Перед историческим рубежом. Политические силуэты
Шрифт:
И вот Е. А. Литкенса нет; переутомился, надорвался, заболел, поехал в Ялту на поправку, попал под бандитскую пулю, погиб. Было ему, должно быть, не более 34 лет. Мы за эти годы научились многому, и, в том числе, терять друзей. Но сердце, тем не менее, упорно не хочет признать, что Евграф Александрович убит, что нет больше среди нас милого товарища Грани.

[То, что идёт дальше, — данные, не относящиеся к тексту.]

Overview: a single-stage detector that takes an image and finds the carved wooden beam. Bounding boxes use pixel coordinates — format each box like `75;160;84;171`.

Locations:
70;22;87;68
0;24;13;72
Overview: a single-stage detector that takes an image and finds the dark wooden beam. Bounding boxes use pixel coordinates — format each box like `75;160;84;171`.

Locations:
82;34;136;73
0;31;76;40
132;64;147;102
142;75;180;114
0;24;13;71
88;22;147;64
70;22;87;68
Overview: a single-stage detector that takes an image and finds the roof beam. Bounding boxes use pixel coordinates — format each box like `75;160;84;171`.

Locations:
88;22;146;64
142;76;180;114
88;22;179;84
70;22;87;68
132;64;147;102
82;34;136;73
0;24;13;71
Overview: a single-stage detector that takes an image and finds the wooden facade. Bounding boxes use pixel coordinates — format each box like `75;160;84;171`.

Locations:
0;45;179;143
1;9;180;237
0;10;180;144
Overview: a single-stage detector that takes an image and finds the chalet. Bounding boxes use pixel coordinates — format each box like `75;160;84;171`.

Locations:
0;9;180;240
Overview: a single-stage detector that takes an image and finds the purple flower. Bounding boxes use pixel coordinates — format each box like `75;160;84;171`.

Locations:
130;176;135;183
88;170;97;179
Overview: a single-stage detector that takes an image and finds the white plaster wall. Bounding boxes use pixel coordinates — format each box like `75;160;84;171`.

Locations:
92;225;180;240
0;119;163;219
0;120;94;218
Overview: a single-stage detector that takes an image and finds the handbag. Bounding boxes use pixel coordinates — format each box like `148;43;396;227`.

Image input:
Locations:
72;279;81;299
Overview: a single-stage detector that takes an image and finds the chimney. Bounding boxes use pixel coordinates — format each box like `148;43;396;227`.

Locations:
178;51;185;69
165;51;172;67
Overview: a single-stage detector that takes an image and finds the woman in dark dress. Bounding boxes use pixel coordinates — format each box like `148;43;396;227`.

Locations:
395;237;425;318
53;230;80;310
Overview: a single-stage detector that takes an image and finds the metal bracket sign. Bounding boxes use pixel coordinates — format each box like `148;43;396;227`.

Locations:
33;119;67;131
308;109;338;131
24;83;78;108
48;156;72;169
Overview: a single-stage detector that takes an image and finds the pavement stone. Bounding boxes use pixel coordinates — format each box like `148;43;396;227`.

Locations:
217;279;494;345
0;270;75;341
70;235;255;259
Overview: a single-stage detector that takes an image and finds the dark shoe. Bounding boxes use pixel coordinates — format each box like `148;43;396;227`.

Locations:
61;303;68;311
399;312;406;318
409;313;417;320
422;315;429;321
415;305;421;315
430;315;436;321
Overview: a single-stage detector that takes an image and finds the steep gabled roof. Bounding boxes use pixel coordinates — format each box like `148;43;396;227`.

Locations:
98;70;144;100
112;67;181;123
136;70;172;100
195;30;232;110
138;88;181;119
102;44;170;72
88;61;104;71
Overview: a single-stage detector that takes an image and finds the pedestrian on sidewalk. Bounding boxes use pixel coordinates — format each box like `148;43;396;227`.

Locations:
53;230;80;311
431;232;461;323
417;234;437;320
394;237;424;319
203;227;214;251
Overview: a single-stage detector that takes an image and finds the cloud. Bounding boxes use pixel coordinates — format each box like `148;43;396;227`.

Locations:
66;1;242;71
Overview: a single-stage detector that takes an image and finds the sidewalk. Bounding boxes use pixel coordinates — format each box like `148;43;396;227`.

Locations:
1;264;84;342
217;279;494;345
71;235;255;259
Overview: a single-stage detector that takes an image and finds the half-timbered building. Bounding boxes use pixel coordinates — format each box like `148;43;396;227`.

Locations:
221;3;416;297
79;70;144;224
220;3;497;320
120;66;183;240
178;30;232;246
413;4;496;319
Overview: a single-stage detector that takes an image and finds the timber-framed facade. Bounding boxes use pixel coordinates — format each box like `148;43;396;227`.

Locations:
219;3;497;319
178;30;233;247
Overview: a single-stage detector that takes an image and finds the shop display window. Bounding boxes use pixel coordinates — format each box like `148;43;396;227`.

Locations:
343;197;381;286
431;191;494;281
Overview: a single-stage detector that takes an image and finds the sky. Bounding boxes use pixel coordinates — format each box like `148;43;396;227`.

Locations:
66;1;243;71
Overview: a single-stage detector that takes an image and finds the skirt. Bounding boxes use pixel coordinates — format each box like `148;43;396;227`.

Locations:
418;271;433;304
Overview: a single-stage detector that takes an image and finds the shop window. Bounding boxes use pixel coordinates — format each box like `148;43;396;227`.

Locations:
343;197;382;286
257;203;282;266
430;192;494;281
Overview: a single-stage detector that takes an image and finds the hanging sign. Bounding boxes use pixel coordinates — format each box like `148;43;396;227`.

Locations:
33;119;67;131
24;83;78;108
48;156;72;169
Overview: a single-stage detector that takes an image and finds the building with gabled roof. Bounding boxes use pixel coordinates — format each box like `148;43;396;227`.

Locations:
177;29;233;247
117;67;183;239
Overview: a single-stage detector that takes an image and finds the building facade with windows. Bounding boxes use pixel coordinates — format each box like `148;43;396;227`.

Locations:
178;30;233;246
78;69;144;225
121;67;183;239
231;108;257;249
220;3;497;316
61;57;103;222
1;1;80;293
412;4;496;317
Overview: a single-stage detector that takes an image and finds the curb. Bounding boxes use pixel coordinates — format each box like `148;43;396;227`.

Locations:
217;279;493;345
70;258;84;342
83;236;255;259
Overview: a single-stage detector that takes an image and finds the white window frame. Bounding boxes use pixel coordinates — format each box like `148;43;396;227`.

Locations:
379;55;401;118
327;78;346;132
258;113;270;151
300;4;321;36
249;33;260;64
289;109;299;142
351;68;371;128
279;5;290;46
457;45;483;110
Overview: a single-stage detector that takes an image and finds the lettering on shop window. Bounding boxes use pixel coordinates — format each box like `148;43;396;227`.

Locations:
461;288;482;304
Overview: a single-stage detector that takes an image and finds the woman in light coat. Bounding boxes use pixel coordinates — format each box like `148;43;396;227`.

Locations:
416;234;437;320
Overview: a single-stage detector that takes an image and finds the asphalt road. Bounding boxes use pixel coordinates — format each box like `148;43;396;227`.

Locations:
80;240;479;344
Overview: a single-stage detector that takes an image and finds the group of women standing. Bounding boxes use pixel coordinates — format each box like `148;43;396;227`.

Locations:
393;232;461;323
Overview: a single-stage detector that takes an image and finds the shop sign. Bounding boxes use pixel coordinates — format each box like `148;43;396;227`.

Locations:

«Правда» N 92, 27 апреля 1922 г.
Л. Троцкий. В. П. НОГИН
(Речь на похоронах)
– Товарищи! Я вспоминаю, что в первый раз увидел Виктора Павловича Ногина – «Макара» – 22 года тому назад в Лондоне, куда он приезжал по вызову Владимира Ильича и где он работал над усовершенствованием печатного нелегального станка. «Макар» поставил себе задачей создать бесшумно-действующий
Сейчас я сближаю эти два момента, разделенные 22 годами. Виктор Павлович – у рукоятки небольшого подпольного ручного станка, и Виктор Павлович – у рычага величайшего текстильного синдиката. Колоссальное различие обстановки! Четверть века борьбы и глубочайших переворотов! А в начале его и в конце его Виктор Павлович один и тот же. На протяжении этого периода он жил – и материально, и духовно – с рабочим классом. Это был все тот же скромный, простой рабочий человек, накопивший большие знания, имевший большой кругозор, но оставшийся до конца сыном пролетариата. И в эти же 22 года укладывается вся история нашей партии, – партии, прошедшей от ручного подпольного станка до руководства могущественнейшим хозяйством, до переговоров с буржуазными владыками мира от имени нового государства рабочих и крестьян.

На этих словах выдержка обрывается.